Thursday, August 16, 2012 - 1:15pm
Leading webcaster Pandora, Utah Republican Congressman Jason Chaffetz, and now the Brookings Institution (see yesterday's RAIN here) are all calling for the use of a consistent standard for determining sound recording performance royalties across Internet, satellite, and cable radio. (Currently, webcasters pay a rate significantly higher than other forms of digital radio, since the legal reference determining judges are instructed to use is dramatically different.) Even the NAB's Dennis Wharton says he "appreciate(s) (Chaffetz's) interest in reforming the current Interet radio rate structure."
But, no one among this group is arguing that broadcasters should be paying this fee too.
The reason: it's simply been proven to be far too difficult a task to accomplish such a major change in an established and powerful U.S. industry.

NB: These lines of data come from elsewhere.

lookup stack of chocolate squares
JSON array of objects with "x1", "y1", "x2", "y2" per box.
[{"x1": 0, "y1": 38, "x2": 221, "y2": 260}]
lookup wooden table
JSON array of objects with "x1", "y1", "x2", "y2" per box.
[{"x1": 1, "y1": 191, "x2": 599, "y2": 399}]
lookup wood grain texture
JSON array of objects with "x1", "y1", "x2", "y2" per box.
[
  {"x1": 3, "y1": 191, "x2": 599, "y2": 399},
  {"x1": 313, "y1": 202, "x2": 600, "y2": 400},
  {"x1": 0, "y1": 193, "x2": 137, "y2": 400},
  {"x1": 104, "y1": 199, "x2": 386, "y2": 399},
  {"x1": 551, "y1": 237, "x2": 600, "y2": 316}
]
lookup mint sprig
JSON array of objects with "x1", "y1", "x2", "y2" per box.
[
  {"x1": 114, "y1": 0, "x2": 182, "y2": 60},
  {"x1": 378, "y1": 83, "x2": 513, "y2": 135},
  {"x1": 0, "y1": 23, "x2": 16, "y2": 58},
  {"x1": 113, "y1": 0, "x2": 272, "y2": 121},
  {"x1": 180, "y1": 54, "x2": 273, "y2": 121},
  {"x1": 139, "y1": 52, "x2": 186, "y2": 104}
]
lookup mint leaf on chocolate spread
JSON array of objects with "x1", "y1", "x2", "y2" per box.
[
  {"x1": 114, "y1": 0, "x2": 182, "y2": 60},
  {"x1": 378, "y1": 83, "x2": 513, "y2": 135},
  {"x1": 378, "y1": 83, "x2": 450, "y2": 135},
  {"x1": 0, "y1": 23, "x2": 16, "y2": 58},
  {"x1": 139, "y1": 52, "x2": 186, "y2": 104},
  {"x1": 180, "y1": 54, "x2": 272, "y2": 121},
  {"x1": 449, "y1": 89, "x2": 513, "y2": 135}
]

For webcasters and their allies, their immediate goal is relief from the controversial "willing buyer/willing seller" standard -- which might reasonably be considered an achievable end. The broadcast radio royalty issue would be like an anchor tied to the foot of a drowing man.
Congressman Chaffetz's proposed "Internet Radio Fairness Act" (in RAIN here) would compel judges deciding royalty rates for Internet radio to base their decisions on the same legal standard they use for satellite and cable radio rates. It would not address the matter of broadcast royalties.
The National Journal writes that Pandora argues that the radio royalty debate has dragged down efforts to get the webcast royalty standard changed from "willing buyer/willing seller" to the more widely-accepted "801(b)(1)." "We’ve been held hostage to that for years," Tim Westergren, Pandora’s founder and chief strategy officer, told the news source. "The reason nothing has been fixed is we’ve been stuck behind [radio-station] royalties. We're victims of a fight that’s not ours."
John Villasenor, author of the Brookings paper covered yesterday, in it wrote, "Any new legislation should not include a provision to end the AM and FM over-the-air 'terrestrial' broadcasters’ longstanding sound recording performance royalty exemption... every one of the dozens of legislative attempts to end it since 1926 has run up against extremely strong opposition from terrestrial broadcasters and has failed. New legislation including a provision ending the terrestrial broadcasters’ exemption would be likely to fail as well." Without the provision, he continues, legislation "may even garner the support of the National Association of Broadcasters," whose current streaming royalty deal with SoundExchange expires at the end of 2015, "meaning that terrestrial broadcasters, like pureplay webcasters, would benefit from a more reasonable digital broadcast statutory royalty framework."
It may not be so simple, however. Ray Hair, international president of the American Federation of Musicians, writing in The Hill, says it's not that Internet radio's royalties are too high, it's that other platforms (especially broadcasters') rates are far too low! He says Chaffetz's bill "would allow the digital platforms to pay musicians less... at rates far below market value. The bill would effectively unleash a race to the bottom, with radio platforms competing to see which can pay musicians the least." It's the Internet radio platform which he seems to think is giving "artists their fair share," and writes, "People I know are already calling the bill by a more appropriate name: the 'Internet Radio Rip-off Act.'"
Vigrinia Congressman Bob Goodlatte, vying for the top Republican spot on the House Judiciary Committee (he currently heads its Intellectual Property, Competition, and the Internet Subcommittee), told the National Journal he expects his panel will take up the matter of music-royalties, and is open to calls for requiring traditional radio stations to pay performance fees.